もっと正確に言うならば、笑うことしか無くなった。
その日から周囲の評価はガラリと変わった。
深窓の令嬢じみた、もっといえば腫れものを触るような扱いから、キリキリ働く根明シスターへと。
そして、今に至る。
舞い上がるし空気読めないしもっといえば目も見えていないが、だけど周りを明るくするとてもシスターらしくないシスターになったといえた。
だがこの、毎週金曜日。
草木も眠りつき一刻もすれば朝日が昇る、この時間帯。
プライヤはひとり、女神像の前で白紙に戻っていた。
「…………」
考える。
あれから、もう10年。
10年間。
プライヤはオレアンの言葉を信じ、笑って生きてきた。
目が見えないことも、他の全員が見えていることも、自分に他に一切の肉親がいないことも、心の裡をさらけされる人間いないことも、一切を一時保留して、笑って頑張って生きてきた。
だけど週に一度この時間だけ、思う。
果たしてこの生き方は、正しいモノなのかどうか?
「…………」
プライヤは正しい生き方というものがわからない。
教育という教育を、正しくは受けていないから。
いや正確には教会で神の教示やうんたらは承る機会には恵まれたが、しかしそれを頭から信じる機会には恵まれなかったというべきだった。
なにしろその教示が正しいとするのなら。
なぜ自分は、教会の前に捨てられなければならなかったのか。
なぜ自分だけ、光を奪われなければならなかったのか。
到底、理解不能だったから。
「…………」
だからプライヤは、女神像を見上げた。
神に対する問いかけは、続いていた。
だがそれは具体的に言葉で説明出来るものではなかった。
糾弾でも、非難でも、詰問でも、疑問形ですらない。
ただなぜか。

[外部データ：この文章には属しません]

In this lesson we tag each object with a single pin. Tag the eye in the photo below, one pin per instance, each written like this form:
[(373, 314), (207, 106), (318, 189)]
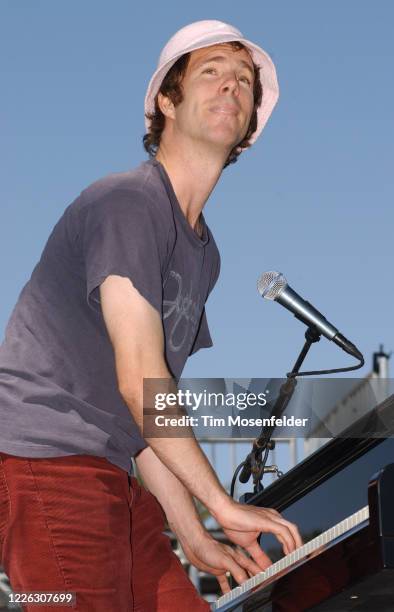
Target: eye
[(245, 79)]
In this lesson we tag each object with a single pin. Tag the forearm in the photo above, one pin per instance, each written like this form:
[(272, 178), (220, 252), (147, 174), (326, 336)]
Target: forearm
[(172, 495), (183, 457)]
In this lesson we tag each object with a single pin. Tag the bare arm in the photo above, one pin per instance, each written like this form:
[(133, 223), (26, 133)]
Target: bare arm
[(200, 548)]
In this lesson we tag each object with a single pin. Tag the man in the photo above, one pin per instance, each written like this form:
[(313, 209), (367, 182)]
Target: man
[(118, 297)]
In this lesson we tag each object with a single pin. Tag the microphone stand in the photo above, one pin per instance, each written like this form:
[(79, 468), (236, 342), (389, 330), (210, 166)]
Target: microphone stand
[(255, 461)]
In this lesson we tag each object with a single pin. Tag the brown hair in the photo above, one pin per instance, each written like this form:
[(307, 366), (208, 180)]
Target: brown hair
[(171, 87)]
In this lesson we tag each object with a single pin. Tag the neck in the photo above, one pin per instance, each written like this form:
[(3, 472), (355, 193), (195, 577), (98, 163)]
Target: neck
[(193, 174)]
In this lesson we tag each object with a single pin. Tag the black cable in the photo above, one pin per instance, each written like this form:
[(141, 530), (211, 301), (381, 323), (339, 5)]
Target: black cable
[(335, 371), (235, 477)]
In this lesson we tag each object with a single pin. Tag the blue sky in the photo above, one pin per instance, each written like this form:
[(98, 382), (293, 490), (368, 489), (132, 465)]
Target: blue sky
[(312, 198)]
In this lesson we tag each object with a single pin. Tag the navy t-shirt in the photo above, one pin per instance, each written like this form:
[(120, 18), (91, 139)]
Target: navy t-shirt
[(58, 386)]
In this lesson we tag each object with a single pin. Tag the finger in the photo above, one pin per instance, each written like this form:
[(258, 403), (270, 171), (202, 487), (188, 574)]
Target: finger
[(292, 530), (249, 564), (223, 583), (235, 569), (260, 557), (292, 527)]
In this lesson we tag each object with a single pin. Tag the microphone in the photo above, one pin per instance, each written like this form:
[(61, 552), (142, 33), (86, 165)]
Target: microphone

それは浮かぶただの疑問符に過ぎなかった。
自分の、生の、存在に対する。
「…………」
そんな歪な祈りを一時間ほど捧げ、プライヤは女神像に背を向けた。
もう振り返ることはなかった。
プライヤにとって神は縋るものではなく、問いかけるものだった。
だが決して、答えが返ってくるものではない。
それはオレアンから、既に教えられているものだった。
ふと。
二人の姿が、脳裏をよぎった。
「……ばっかみたい」
この場合のこの言葉はプライヤにとって、嘲笑の類ではなかった。
ただ純粋に、バカみたいだと思ったのだ。
わーわーいって、文句言って、でも庇い合って、最後にちゅー。
本当にムチャクチャで、バカみたいで。
どうしようもなく幸せそうだな、とプライヤは笑っていた。